Côté projet - terme qu’il préfère à celui de « programme » -, Reynié vise 650 M€ de nouveaux investissements annuels (en plus des compétences obligatoires : lycée, apprentissage, etc.) : 200 M€ dans un fonds d’investissement des territoires (Fiter), « à même de générer, par effet de levier, un milliard d’euros d’investissement privé » ; 150 M€ dans des aides aux voitures électriques et à la requalification de l’habitat des stations du littoral ; 200 M€ dans un plan Routes visant à désenclaver les territoires ruraux ; enfin, 100 M€ dans un plan Logement, avec l’émission de 10 000 primes à des primo-accédants à la propriété éligibles au prêt à taux zéro, d’un montant 10 000 € chacune, pour relancer l’activité du bâtiment. « La crise de l’Etat est durable. Les collectivités vont avoir de plus en plus de missions », insiste-t-il. Pour attirer des investisseurs étrangers, et les mettre en relation avec le tissu R&D et les porteurs de projets, Reynié propose la création de deux bourses de cotation, l’une à Toulouse et l’autre à Montpellier. La mère des batailles est « la lutte contre le chômage, qui atteint 12,5 % sur le grand territoire ». Autre préoccupation : « le risque de déséquilibre entre les deux métropoles (Toulouse et Montpellier) et la ruralité » et l’impréparation de la fusion entre les deux régions. « Cette fusion ne sera pas du tout opérationnelle au 1er janvier 2016. Il y aura beaucoup de bugs, qui créeront des problèmes très coûteux et ralentiront l’action politique », s’inquiète-t-il.

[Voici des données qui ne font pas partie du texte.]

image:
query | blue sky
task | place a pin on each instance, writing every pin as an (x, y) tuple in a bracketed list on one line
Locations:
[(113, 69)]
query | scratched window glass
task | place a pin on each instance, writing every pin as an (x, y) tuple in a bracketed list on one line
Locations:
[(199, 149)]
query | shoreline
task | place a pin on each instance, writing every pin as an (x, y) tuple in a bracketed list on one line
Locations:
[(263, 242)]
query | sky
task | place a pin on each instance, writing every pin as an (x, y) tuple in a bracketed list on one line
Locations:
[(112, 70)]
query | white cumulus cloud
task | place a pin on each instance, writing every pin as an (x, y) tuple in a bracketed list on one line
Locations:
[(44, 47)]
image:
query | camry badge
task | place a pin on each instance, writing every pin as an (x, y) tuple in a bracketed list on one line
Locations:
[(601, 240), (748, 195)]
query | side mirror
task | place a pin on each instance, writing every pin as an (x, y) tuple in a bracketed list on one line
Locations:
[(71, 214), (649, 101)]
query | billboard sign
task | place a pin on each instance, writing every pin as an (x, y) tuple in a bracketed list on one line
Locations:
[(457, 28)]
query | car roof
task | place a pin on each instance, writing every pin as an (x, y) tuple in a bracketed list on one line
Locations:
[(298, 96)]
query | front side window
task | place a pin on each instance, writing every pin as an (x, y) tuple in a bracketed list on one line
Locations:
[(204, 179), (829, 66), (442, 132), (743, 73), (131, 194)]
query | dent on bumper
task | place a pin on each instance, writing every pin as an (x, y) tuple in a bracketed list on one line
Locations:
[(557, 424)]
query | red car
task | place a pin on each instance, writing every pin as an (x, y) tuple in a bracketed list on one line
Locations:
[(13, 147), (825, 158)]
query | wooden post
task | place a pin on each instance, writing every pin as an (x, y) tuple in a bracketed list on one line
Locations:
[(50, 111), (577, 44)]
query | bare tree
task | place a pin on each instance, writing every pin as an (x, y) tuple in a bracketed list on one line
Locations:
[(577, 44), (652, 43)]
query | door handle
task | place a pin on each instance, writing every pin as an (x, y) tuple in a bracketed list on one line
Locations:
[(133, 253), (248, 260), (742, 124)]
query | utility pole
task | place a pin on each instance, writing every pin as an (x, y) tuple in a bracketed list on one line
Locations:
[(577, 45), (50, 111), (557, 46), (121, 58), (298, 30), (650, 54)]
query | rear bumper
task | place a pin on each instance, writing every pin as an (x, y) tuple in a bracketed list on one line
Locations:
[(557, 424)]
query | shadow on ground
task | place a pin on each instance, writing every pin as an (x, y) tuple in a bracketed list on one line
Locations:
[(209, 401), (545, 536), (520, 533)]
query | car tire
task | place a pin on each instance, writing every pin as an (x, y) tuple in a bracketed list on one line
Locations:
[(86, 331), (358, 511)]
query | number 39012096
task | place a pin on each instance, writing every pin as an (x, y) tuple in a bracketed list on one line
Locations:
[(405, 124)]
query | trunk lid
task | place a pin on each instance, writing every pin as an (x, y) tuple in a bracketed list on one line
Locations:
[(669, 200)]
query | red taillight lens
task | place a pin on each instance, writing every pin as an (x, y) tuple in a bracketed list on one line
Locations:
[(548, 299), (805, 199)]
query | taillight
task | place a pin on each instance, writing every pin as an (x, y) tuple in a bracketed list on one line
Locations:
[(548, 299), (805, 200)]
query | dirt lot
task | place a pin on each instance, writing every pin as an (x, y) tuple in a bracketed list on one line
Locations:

En cas de victoire le 13 décembre prochain, des coupes sombres seront opérées, notamment « dans les subventions non-stratégiques, la politique d’attribution des marchés de communication et la taille du cabinet du président ». L’objectif est d’économiser 40 M€ par an « au moins ». Ce jeudi, la commission nationale d’investiture des Républicains doit avaliser à Paris les listes définitives. Après que Reynié a voulu confier, début octobre, les têtes de liste à trois candidats UDI (sur treize départements), l’UDI devrait se contenter finalement de la 2ème place dans l’Aude, de la 2ème et 3ème place dans le Gers, ou encore de la 3ème place dans les Pyrénées-Orientales.